Vector control is a highly cost-effective way to prevent malaria

Vector control is a highly cost-effective way to prevent malaria. One person can be protected for one year at a cost of US$2.20 with insecticide-treated nets and US$6.70 with indoor residual spraying.

White M, Conteh L, Cibulskis R, Ghani A: Costs and cost-effectiveness of malaria control interventions - a systematic review. Malar J 2011, 10:337. DOI: 10.1186/1475-2875-10-337.

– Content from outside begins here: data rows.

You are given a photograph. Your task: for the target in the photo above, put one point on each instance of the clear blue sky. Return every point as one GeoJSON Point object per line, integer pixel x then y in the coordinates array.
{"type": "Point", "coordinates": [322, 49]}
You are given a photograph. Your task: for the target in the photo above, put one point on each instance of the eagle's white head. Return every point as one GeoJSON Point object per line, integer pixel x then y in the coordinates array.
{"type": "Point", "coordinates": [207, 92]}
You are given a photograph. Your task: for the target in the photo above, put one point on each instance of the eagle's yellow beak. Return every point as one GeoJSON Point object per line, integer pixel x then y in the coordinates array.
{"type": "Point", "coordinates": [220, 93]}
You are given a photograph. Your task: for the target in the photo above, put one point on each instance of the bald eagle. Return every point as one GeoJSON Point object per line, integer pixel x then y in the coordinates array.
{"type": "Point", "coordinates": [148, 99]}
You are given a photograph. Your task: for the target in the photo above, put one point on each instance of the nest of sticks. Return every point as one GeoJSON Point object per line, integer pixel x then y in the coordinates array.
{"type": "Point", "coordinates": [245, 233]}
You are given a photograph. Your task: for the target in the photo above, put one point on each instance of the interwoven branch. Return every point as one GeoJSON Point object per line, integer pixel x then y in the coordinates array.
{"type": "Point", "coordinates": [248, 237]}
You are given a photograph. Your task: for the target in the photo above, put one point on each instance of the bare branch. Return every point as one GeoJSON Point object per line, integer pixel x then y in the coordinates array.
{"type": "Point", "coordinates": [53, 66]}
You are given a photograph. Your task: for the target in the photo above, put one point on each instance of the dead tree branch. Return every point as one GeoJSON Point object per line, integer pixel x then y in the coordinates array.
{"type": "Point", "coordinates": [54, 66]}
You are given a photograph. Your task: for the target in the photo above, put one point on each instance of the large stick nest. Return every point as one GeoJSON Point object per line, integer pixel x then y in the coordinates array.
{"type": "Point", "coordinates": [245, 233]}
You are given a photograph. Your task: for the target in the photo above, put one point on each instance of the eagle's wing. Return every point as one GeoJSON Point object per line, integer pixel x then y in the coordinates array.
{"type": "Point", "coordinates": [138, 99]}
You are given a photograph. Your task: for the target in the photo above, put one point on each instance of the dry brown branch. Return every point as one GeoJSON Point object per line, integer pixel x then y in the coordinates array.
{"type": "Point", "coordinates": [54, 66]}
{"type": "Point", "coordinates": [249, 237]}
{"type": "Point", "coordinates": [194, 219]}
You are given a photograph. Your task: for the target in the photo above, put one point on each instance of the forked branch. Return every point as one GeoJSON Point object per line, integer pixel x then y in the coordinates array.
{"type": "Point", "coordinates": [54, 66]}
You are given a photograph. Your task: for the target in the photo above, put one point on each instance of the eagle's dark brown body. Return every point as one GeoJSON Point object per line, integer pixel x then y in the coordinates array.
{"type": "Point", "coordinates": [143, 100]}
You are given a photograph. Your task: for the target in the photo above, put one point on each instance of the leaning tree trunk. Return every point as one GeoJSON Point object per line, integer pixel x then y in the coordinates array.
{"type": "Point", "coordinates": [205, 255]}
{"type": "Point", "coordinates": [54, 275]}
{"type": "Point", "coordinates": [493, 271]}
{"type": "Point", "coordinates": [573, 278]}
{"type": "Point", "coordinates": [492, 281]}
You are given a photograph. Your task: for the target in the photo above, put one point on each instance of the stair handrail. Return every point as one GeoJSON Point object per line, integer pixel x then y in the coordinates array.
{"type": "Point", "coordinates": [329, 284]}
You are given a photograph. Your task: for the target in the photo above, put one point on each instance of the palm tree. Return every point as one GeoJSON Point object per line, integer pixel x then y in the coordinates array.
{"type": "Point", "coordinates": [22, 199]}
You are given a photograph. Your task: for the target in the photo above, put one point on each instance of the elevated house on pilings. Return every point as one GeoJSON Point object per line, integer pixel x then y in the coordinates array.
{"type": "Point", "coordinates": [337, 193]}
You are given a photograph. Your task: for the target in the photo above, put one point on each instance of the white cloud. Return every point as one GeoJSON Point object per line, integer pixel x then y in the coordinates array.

http://www.malariajournal.com/content/10/1/337

Abstract:

Background:

The control and elimination of malaria requires expanded coverage of and access to effective malaria control interventions such as insecticide-treated nets (ITNs), indoor residual spraying (IRS), intermittent preventive treatment (IPT), diagnostic testing and appropriate treatment. Decisions on how to scale up the coverage of these interventions need to be based on evidence of programme effectiveness, equity and cost-effectiveness.

Methods:

A systematic review of the published literature on the costs and cost-effectiveness of malaria interventions was undertaken. All costs and cost-effectiveness ratios were inflated to 2009 USD to allow comparison of the costs and benefits of several different interventions through various delivery channels, across different geographical regions and from varying costing perspectives.

Results:

Fifty-five studies of the costs and forty three studies of the cost-effectiveness of malaria interventions were identified, 78% of which were undertaken in sub-Saharan Africa, 18% in Asia and 4% in South America. The median financial cost of protecting one person for one year was $2.20 (range $0.88-$9.54) for ITNs, $6.70 (range $2.22-$12.85) for IRS, $0.60 (range $0.48-$1.08) for IPT in infants, $4.03 (range $1.25-$11.80) for IPT in children, and $2.06 (range $0.47-$3.36) for IPT in pregnant women. The median financial cost of diagnosing a case of malaria was $4.32 (range $0.34-$9.34). The median financial cost of treating an episode of uncomplicated malaria was $5.84 (range $2.36-$23.65) and the median financial cost of treating an episode of severe malaria was $30.26 (range $15.64-$137.87). Economies of scale were observed in the implementation of ITNs, IRS and IPT, with lower unit costs reported in studies with larger numbers of beneficiaries. From a provider perspective, the median incremental cost effectiveness ratio per disability adjusted life year averted was $27 (range $8.15-$110) for ITNs, $143 (range $135-$150) for IRS, and $24 (range $1.08-$44.24) for IPT.

Conclusions:

A transparent evidence base on the costs and cost-effectiveness of malaria control interventions is provided to inform rational resource allocation by donors and domestic health budgets and the selection of optimal packages of interventions by malaria control programmes.